We also have a Center for CHW Research Outcomes and Workforce Developpement (CROWD). CROWD provides technical assistance on CHW   pilot evaluation. 

Investors are also a big part of our support. 

Are there communication supports that you also provide for your grantees? 

The importance of communication, and the importance that no matter how solid and robust and great a program might be, if nobody knew about it or if the resource wasn’t just out there for the taking, then it would just be there with no one benefitting from it. 

 We hired a communication coordinator with the specific intent of making sure that work of the Community Memorial Foundation and its various partners does have a say across our website, social media and through various print and air media that exists in our community.  

What are the strengths and challenges surrounding the Collective Impact Model? 

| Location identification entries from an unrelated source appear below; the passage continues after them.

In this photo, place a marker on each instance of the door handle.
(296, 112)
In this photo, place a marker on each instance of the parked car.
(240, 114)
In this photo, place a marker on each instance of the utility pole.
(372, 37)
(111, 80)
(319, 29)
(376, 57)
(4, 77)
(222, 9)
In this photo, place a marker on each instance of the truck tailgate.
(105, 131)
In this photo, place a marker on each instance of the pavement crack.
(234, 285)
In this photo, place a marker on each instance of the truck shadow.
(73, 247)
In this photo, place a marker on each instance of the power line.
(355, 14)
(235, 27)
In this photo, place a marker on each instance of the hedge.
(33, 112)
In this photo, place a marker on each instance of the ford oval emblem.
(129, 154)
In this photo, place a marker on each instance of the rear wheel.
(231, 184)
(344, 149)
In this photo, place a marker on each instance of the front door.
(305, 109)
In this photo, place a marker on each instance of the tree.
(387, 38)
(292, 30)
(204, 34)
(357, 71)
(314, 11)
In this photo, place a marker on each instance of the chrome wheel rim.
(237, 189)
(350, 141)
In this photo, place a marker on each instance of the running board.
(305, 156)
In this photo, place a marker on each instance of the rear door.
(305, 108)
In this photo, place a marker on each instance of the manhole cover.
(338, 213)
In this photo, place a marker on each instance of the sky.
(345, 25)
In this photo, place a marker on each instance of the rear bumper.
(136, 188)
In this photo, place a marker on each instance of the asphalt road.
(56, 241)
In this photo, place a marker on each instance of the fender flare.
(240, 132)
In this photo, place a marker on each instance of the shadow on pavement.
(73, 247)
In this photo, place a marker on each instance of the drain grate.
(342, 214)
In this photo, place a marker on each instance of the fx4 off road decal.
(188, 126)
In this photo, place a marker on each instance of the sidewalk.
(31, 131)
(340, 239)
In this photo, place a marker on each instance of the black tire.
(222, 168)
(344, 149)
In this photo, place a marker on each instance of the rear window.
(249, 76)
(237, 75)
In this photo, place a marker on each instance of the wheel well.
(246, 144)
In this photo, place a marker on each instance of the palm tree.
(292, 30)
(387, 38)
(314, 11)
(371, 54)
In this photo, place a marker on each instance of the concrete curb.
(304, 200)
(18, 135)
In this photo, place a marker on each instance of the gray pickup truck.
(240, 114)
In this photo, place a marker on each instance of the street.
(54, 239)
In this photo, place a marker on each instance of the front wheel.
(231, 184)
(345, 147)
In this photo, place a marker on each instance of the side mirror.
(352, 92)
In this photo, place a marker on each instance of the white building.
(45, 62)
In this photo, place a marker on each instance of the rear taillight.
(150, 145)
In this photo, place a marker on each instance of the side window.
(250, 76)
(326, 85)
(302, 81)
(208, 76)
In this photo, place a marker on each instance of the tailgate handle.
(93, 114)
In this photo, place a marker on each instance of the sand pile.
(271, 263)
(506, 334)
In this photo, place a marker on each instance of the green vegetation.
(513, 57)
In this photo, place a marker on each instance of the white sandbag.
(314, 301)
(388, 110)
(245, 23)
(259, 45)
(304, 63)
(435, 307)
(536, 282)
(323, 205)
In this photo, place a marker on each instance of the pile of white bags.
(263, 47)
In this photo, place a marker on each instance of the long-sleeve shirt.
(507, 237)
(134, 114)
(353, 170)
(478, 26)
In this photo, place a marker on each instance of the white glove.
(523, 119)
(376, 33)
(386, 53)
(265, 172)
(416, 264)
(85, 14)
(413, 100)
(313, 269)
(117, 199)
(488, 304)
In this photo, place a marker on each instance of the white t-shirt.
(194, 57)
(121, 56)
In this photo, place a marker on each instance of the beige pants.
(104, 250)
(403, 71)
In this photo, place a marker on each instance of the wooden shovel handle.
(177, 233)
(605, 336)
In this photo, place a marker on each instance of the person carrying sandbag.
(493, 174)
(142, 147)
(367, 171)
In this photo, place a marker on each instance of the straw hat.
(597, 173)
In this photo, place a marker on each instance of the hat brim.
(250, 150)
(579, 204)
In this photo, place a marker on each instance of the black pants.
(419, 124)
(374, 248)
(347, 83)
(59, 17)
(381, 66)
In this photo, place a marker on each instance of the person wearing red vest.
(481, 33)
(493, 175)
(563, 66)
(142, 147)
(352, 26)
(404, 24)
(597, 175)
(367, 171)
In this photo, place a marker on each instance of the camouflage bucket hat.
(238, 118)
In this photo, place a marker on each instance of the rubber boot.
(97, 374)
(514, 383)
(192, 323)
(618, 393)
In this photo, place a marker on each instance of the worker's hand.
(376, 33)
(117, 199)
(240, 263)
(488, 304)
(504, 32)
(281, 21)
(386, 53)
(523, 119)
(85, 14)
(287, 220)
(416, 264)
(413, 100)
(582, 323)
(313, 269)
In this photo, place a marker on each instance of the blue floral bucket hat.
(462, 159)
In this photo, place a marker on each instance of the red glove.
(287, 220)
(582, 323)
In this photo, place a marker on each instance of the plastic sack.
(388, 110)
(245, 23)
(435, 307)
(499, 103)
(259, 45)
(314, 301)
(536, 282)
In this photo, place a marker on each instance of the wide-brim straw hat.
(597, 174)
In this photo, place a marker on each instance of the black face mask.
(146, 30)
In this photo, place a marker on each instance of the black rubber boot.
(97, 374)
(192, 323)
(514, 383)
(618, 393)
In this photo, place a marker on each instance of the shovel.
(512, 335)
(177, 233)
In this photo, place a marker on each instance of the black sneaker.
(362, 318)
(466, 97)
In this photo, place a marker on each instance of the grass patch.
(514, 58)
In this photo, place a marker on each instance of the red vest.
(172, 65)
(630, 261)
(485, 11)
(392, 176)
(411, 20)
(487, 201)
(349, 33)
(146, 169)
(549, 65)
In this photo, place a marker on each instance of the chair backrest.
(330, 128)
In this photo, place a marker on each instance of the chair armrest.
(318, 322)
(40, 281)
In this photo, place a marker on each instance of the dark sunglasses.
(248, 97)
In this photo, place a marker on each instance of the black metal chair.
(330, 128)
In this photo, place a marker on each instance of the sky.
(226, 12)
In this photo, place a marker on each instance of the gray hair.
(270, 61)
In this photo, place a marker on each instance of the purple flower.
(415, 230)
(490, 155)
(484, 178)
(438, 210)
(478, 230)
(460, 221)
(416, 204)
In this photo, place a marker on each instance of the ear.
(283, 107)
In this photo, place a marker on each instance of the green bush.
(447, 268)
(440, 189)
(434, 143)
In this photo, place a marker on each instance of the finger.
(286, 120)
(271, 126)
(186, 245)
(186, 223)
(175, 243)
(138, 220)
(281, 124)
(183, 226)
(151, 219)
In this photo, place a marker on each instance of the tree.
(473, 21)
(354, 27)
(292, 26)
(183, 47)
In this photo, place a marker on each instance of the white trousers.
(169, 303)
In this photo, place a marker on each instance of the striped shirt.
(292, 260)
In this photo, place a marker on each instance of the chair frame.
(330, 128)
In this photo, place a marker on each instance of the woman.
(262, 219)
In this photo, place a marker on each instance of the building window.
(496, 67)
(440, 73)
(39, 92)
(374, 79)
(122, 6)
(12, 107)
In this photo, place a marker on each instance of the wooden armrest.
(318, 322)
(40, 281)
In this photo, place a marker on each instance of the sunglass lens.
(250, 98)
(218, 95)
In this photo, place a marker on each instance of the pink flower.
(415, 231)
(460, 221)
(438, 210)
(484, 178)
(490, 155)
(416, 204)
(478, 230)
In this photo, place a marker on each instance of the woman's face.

Shifting from the word inclusion to belonging. Invite them to belong and co-create the gain from the onset. It’s so important to include diverse voices and experience at the table. For this learning to be a powerful culture of learning must be present and embraced and shared learning should be amongst grantees, partners, community, and funders. 

This approach takes a lot of time and a lot of patience.  Don’t try to do it alone. The word is leverage, not just investments, but also ideas but strategies. Be open to learning from each other and building from each other. Be honest about those inevitable bumps in the road.